[Source: "Il Bruttino", May 29, 1950, © TIME Magazine - http://www.tiho-hannover.de/einricht/zucht/eaap/descript/1622.htm.]
In Italian musical circles, short, homely Composer Luigi Dallapiccola is affectionately known as Il Bruttino—The Ugly One. For some Italian critics, the name also applies to his dodecafonico music. In Italy, the land of Verdi and Puccini, Luigi Dallapiccola, 46, is the chief disciple of Arnold Schoenberg's strange-to-the-ear twelve-tone technique.
Like dodecacophonists the world over, Istrian-born Composer Dallapiccola has had a rough road to follow. He has gained an international reputation, says one Florentine critic, "[simply] because he is connected musically to international trends." At home, he has won critical respect because, as another critic puts it, "There is no aridity in Dallapiccola . . . Very few musicians feel with so much intensity and sorrow . . . the tremendous tragedy of our times." But, like the twelve-tone work of U.S. composers, his lyrical but contorted music has still to win the affection of the public. Says Dallapiccola himself: "The public's difficulty with twelve-tone music is not dissonance. It is in understanding the series, the separate shapes."
"My Little Girl." Last week the audience at Florence's May Festival heard Composer Dallapiccola's latest and most ambitious work, his opera Il Prigioniero (The Prisoner), which had its première on the Italian radio last year.
Festival officials were leary of putting the opera on.
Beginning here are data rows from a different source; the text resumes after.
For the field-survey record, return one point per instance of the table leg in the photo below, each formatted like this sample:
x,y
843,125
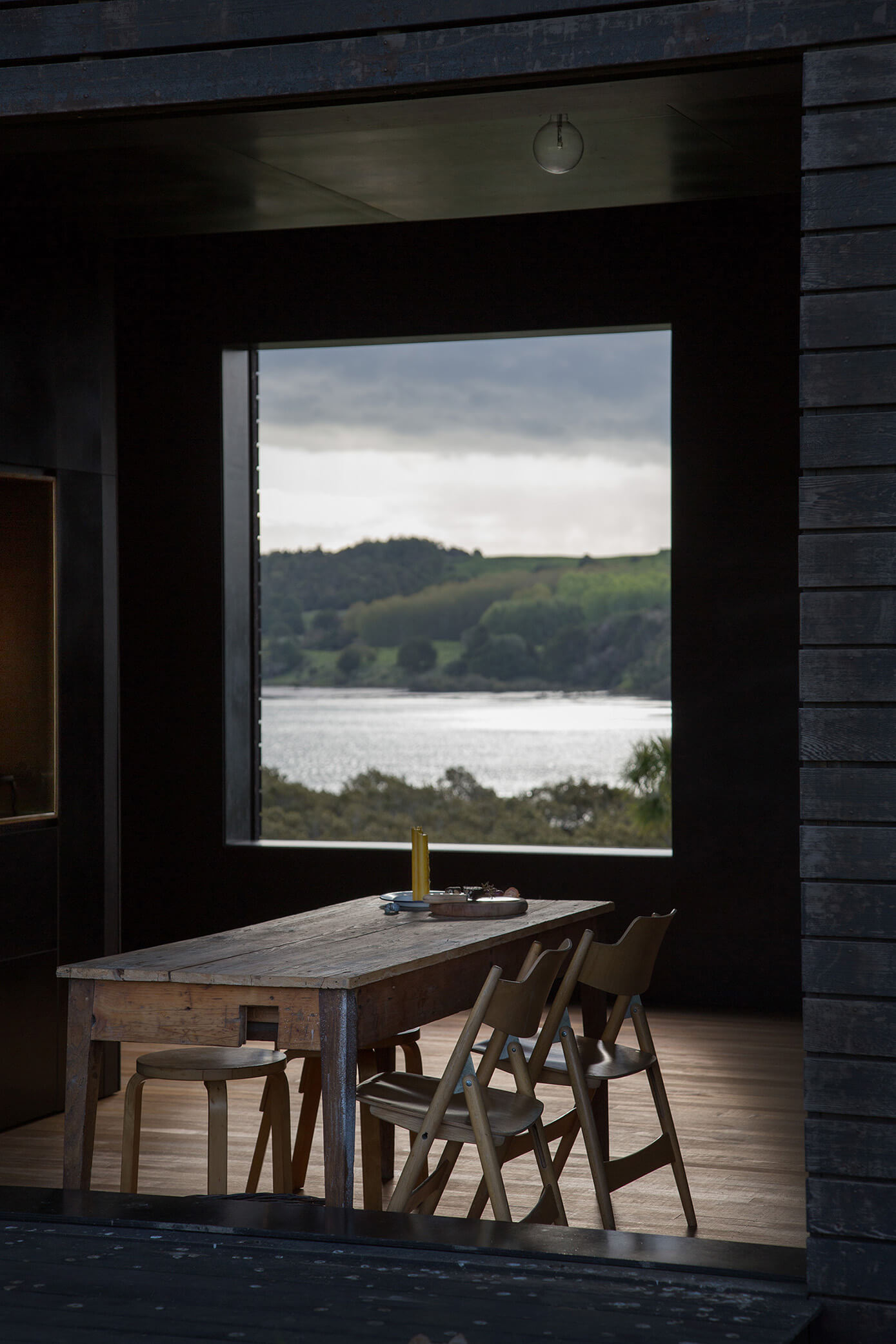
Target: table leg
x,y
84,1059
339,1065
386,1065
594,1019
Says Dallapiccola: "Everyone reads into my opera what they like, not what I wrote. People wrongly accuse me of being antiChristian. I believe in God, I take my little girl to church myself every morning. The Communists, who in the beginning approved highly of the opera, now say that it's a skit on Stalin and his methods."
Dallapiccola had had no such narrow texts in mind; he thought his story might apply to men everywhere. He had set his Kafkaesque libretto in the reign of Philip II of Spain (1556-98), though he obviously meant it to apply to contemporary times.
"My Brother." The hero is an anonymous Flemish prisoner, tortured with hopes of liberty by an inquisitor-jailer who gently calls him "My brother" and assures him that Flanders will soon be freed from Spain. After the jailer has departed one evening, the prisoner notices his cell door has been left open. He creeps down an endless corridor; a torturer, carrying the tools of his trade, and two priests pass him without notice. When he finally reaches the open air, his cry of exultation is drowned out by a liturgical chant from chorus and organ. Two arms reach out for him from the shadow of a tree, and the jailer steps forth to inquire, "Why did you want to leave us on the eve of your salvation?" The prisoner then finally understands that he can never escape. His spirit broken, he is led off to be executed; as the curtain goes down, he babbles the word "Freedom?"
To his surprise, Composer Dallapiccola, a man who does not expect popular huzzahs for his music, got four curtain calls—perhaps more for what he said than for the twelve-tone way he said it. Said he: "I have the impression . . . that this subject could, in all probability, reach a good section of Europeans."